In the filing, IA attorneys also suggest that accommodating the daunting request is not unduly burdensome.

“This is commercial data stored in databases, indexed by book," the IA argues. "Plaintiffs were able to provide data about the works in-suit by accessing such databases; this motion simply seeks the result of querying the same systems for a larger set of books.”

The copyright infringement lawsuit was first filed on June 1, 2020, in the Southern District of New York, and is being coordinated by the Association of American Publishers. The AAP has compared the IA's scanning and lending efforts to those of the world's largest pirate sites. The plaintiff publishers are seeking damages for infringement as well as to shut down the IA’s scanning and lending program and to have any infringing scans destroyed.

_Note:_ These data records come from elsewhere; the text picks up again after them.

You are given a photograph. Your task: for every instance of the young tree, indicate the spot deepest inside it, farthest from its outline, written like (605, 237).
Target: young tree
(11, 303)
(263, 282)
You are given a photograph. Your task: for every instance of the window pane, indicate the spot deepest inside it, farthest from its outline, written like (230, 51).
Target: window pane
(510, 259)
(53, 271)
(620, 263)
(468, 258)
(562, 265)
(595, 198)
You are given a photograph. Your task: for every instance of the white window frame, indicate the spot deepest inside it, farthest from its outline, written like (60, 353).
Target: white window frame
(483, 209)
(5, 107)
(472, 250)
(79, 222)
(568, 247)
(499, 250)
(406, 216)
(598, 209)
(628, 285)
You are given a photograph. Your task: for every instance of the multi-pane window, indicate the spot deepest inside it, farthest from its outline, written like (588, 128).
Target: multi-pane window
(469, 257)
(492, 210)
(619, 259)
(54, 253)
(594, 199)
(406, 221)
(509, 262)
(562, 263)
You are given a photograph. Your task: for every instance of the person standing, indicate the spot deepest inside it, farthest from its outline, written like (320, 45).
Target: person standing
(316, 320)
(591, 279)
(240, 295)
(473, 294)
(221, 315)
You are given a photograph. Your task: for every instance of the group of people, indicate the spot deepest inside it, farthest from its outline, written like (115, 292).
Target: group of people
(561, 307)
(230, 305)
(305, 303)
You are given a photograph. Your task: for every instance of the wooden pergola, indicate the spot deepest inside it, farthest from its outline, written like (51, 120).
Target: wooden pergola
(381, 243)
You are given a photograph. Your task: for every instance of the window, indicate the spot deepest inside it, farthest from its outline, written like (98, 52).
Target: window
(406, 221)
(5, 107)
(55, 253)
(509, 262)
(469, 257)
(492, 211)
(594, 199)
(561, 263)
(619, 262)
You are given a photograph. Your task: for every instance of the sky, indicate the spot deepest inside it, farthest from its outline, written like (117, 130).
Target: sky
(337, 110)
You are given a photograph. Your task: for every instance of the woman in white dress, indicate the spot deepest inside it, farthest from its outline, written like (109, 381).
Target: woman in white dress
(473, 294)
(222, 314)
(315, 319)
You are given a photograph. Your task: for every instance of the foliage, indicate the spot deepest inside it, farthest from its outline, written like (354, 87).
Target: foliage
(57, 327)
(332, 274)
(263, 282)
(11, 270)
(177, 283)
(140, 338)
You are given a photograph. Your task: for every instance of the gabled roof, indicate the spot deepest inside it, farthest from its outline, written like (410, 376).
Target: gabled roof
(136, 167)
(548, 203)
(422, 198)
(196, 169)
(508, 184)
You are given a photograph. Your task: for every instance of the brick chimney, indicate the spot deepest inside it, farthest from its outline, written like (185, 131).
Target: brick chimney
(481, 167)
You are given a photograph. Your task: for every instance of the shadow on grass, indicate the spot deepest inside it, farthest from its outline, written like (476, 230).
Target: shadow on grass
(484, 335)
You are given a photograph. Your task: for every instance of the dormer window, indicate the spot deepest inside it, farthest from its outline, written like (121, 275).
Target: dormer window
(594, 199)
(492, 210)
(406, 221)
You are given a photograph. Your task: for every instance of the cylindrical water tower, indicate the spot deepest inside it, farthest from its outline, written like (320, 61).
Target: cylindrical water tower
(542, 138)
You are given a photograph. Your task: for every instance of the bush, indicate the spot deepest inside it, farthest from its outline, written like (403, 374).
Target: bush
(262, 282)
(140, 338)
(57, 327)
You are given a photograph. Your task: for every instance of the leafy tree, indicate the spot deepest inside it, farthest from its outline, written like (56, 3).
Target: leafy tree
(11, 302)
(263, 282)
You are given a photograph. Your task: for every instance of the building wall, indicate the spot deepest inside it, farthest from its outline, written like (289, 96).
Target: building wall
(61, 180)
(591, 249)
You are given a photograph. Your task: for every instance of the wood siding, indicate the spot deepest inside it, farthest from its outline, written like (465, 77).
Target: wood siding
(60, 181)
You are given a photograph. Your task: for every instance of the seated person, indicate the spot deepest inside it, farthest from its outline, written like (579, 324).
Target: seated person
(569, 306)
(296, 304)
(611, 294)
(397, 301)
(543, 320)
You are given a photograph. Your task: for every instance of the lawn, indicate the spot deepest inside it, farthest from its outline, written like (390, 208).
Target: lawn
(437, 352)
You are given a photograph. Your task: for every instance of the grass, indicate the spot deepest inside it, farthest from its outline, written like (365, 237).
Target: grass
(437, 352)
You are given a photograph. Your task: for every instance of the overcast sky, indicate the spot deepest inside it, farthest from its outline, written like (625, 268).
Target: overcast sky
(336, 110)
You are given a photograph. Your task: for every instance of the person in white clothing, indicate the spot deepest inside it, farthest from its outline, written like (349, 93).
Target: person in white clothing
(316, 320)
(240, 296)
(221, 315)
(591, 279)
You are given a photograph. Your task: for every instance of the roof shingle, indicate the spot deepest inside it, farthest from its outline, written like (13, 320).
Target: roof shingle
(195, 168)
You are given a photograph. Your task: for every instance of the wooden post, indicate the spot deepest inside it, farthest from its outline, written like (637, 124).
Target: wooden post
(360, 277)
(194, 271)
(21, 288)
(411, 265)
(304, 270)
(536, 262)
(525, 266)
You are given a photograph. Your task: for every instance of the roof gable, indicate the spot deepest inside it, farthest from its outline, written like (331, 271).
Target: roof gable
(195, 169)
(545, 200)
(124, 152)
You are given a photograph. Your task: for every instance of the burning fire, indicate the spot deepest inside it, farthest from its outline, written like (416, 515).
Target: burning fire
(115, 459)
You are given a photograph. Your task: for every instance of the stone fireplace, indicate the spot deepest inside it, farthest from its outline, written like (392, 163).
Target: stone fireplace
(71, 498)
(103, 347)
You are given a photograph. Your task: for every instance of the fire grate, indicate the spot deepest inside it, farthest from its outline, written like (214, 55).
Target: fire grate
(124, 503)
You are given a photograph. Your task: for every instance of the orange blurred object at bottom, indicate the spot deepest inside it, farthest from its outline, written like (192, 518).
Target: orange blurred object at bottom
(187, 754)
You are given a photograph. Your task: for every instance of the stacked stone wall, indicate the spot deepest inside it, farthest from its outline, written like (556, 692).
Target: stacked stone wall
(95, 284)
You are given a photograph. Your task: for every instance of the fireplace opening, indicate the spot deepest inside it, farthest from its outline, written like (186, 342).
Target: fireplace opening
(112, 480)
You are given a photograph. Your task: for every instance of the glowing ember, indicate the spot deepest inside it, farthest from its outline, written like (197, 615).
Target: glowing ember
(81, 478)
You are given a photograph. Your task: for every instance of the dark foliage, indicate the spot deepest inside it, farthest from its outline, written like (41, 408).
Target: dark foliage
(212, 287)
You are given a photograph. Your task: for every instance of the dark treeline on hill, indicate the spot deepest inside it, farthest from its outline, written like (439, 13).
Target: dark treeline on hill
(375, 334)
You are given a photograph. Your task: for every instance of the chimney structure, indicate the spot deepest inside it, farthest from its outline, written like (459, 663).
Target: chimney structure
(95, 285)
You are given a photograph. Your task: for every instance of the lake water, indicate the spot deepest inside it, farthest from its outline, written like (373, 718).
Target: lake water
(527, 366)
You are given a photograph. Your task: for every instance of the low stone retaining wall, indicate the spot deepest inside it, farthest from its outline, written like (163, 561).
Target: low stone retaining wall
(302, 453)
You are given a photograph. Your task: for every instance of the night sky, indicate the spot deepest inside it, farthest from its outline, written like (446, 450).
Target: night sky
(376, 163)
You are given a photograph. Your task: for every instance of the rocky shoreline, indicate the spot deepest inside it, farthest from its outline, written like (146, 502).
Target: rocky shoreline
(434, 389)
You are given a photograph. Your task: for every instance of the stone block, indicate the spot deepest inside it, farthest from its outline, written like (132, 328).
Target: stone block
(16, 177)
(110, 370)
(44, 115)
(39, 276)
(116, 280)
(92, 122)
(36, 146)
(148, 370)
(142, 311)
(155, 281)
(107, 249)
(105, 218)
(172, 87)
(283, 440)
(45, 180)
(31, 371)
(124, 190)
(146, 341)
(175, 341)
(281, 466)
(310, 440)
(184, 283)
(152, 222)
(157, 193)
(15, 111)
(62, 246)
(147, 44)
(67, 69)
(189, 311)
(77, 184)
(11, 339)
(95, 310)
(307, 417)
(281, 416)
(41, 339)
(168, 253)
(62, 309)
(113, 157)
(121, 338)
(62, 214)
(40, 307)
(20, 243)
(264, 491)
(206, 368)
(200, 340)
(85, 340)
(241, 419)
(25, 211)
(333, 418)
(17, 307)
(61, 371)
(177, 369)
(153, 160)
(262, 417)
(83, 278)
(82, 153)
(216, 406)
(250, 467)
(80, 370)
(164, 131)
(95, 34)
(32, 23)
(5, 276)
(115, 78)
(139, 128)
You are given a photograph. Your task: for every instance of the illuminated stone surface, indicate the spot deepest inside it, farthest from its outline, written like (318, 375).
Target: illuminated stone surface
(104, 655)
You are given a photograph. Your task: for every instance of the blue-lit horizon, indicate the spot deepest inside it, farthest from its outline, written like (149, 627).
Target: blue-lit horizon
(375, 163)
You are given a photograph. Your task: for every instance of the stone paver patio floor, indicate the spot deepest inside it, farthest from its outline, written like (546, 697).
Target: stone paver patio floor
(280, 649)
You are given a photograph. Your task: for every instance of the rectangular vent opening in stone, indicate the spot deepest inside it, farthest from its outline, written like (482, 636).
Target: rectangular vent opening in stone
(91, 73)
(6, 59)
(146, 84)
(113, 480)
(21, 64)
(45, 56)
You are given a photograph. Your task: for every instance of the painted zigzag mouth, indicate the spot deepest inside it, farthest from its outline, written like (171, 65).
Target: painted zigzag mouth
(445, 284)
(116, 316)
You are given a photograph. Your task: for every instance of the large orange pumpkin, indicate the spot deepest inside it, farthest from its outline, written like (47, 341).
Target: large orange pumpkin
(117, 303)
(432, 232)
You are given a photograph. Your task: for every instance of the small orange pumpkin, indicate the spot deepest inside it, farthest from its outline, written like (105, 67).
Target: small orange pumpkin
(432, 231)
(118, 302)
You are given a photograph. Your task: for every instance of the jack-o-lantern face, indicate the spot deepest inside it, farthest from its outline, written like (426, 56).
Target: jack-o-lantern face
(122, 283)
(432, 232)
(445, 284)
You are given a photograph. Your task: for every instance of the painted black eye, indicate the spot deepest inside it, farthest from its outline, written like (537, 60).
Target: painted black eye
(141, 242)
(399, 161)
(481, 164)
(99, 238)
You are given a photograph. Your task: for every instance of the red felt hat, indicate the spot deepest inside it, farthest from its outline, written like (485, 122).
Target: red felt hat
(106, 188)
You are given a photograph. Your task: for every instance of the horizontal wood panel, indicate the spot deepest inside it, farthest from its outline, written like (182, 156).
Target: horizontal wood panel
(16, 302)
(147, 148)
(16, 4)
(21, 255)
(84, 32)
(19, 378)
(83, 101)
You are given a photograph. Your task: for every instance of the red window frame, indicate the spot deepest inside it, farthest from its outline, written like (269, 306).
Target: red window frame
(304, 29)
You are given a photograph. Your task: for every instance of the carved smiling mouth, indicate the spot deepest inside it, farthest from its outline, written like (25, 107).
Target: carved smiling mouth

Lawyers for the Internet Archive counter that their decade-old program is "sheltered by the fair use doctrine" and is designed to operate like a traditional library, guided by an untested theory called controlled digital lending (CDL). Under CDL the IA and its partner libraries scan legally acquired print books and make the scan available for lending in lieu of the print under rules designed to mimic traditional library lending: only one user can borrow a scan at a time; the scans are DRM-protected against copying and to enforce limited lend periods; and the scan and the corresponding print book from which the scan is derived are not allowed to circulate at the same time in order to maintain "a one-to-one owned-to-loan" basis.

At press time, a date has not been set for a hearing.